Partilhar via


Use Synapse Studio to monitor your Apache Spark applications

Com o Azure Synapse Analytics, você pode usar o Apache Spark para executar blocos de anotações, trabalhos e outros tipos de aplicativos em seus pools do Apache Spark em seu espaço de trabalho.

Este artigo explica como monitorar seus aplicativos Apache Spark, permitindo que você fique de olho no status, problemas e progresso mais recentes.

View Apache Spark applications

You can view all Apache Spark applications from Monitor ->Apache Spark applications.

Screenshot of Apache Spark applications.

View completed Apache Spark applications

Open Monitor, then select Apache Spark applications. To view the details about the completed Apache Spark applications, select the Apache Spark application.

Screenshot of completed job details.

  1. Check the Completed tasks, Status, and Total duration.

  2. Refresh the job.

  3. Click on Compare applications to use the comparison feature, for more information on this feature, see the Compare Apache Spark applications.

  4. Click on Spark history server to open the History Server page.

  5. Check the Summary info.

  6. Check the diagnostics in Diagnostic tab.

  7. Check the Logs. You can view full log of Livy, Prelaunch, and Driver logs via selecting different options in the drop-down list. And you can directly retrieve the required log information by searching keywords. Click Download log to download the log information to the local, and select the Filter errors and warnings check box to filter the errors and warnings you need.

  8. Você pode ver uma visão geral do seu trabalho no gráfico de trabalho gerado. Por padrão, o gráfico mostra todos os trabalhos. Você pode filtrar essa exibição por ID do trabalho.

  9. By default, the Progress display is selected. You can check the data flow by selecting Progress/Read/Written/Duration in the View dropdown list.

  10. To play back the job, click on Playback button. You can click on Stop button at any time to stop.

  11. Use scroll bar to zoom in and zoom out the job graph, you can also select Zoom to Fit to make it fit the screen.

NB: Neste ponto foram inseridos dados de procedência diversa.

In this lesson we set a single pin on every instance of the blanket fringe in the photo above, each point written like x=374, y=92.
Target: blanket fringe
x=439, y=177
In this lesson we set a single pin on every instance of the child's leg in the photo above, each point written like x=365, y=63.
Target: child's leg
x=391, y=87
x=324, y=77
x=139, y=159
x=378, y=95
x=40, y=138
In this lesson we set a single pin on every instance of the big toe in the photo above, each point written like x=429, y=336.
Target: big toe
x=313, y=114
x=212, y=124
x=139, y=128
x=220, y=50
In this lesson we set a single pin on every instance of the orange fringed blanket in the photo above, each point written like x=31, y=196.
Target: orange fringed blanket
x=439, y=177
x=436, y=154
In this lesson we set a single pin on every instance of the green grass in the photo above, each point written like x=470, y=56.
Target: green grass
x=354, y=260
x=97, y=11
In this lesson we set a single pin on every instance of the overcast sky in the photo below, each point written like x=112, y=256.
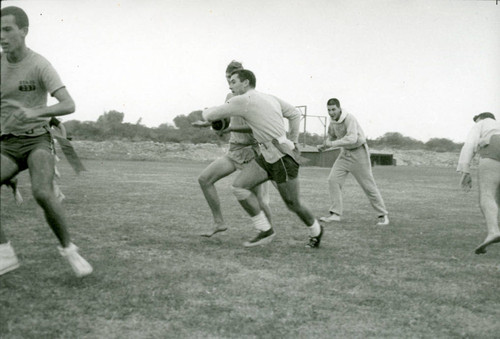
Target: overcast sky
x=422, y=68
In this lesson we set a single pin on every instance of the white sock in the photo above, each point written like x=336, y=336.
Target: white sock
x=314, y=229
x=260, y=222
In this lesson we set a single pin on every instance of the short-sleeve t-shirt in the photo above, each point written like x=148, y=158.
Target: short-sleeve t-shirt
x=26, y=84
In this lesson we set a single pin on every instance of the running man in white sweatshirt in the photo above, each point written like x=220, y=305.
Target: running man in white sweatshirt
x=278, y=159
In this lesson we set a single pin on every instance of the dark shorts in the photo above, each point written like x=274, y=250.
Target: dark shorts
x=18, y=148
x=282, y=170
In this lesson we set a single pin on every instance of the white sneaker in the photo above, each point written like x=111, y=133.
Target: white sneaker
x=79, y=265
x=383, y=220
x=8, y=258
x=330, y=218
x=18, y=197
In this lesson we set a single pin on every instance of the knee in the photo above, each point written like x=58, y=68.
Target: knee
x=42, y=194
x=240, y=193
x=292, y=205
x=204, y=180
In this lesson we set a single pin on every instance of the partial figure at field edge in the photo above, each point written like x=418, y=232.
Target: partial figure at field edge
x=484, y=138
x=26, y=142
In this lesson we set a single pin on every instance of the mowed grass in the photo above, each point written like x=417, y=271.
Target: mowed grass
x=138, y=223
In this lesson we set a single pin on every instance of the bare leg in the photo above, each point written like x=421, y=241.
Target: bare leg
x=8, y=170
x=41, y=167
x=489, y=188
x=262, y=193
x=289, y=192
x=251, y=176
x=217, y=170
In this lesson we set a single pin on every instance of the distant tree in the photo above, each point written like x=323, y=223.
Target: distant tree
x=396, y=140
x=442, y=145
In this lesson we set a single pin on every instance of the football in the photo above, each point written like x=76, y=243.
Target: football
x=220, y=125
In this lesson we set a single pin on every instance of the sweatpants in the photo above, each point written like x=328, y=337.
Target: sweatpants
x=357, y=162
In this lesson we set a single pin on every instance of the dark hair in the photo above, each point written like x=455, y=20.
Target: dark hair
x=19, y=15
x=333, y=102
x=245, y=74
x=484, y=115
x=233, y=66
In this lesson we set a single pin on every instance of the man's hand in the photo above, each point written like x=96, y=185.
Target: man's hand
x=221, y=132
x=201, y=123
x=25, y=114
x=321, y=148
x=466, y=182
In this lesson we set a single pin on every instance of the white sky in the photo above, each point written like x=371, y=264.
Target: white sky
x=423, y=68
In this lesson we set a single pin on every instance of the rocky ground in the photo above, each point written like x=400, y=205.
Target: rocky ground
x=153, y=151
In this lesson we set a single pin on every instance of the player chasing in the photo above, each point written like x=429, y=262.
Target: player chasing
x=242, y=150
x=26, y=143
x=345, y=132
x=277, y=161
x=484, y=138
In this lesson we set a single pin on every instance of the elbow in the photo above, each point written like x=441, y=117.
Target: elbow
x=71, y=107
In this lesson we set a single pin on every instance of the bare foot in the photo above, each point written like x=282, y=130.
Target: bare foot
x=217, y=229
x=481, y=249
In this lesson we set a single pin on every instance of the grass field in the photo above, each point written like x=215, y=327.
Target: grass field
x=138, y=223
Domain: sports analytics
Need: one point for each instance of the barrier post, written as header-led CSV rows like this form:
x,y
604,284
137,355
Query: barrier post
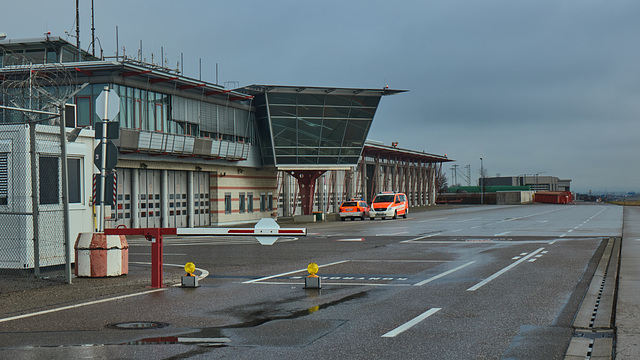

Screenshot of completed job.

  1. O nó do gráfico de trabalho exibe as seguintes informações de cada estágio:

    • ID do trabalho

    • Task number

    • Duration time

    • Row count

    • Data read: the sum of input size and shuffle read size

    • Data written: the sum of output size and shuffle writes size

    • Stage number

      Screenshot of job graph node.

  2. Hover the mouse over a job, and the job details will be displayed in the tooltip:

    • Icon of job status: If the job status is successful, it will be displayed as a green "√"; if the job detects a problem, it will display a yellow "!"

    • ID do trabalho

    • General part:

      • Progressos
      • Duration time
      • Total tasks number
    • Data part:

      • Total rows number
      • Read size
      • Written size
    • Skew part:

      • Distorção de dados
      • Time skew
    • Stage number

      Screenshot of tooltip hovering over a job.

  3. Click Stage number to expand all the stages contained in the job. Click Collapse next to the Job ID to collapse all the stages in the job.

  4. Click on View details in a stage graph, then the details for a stage will appear.

    Screenshot of stages expanded.

Monitor Apache Spark application progress

Open Monitor, then select Apache Spark applications. To view the details about the Apache Spark applications that are running, select the submitted Apache Spark application. Se o aplicativo Apache Spark ainda estiver em execução, você poderá monitorar o progresso.

Screenshot of selected running job

  1. Check the Completed tasks, Status, and Total duration.

  2. Cancel the Apache Spark application.

  3. Refresh the Job.

  4. Click on Spark UI button to go to Spark Job page.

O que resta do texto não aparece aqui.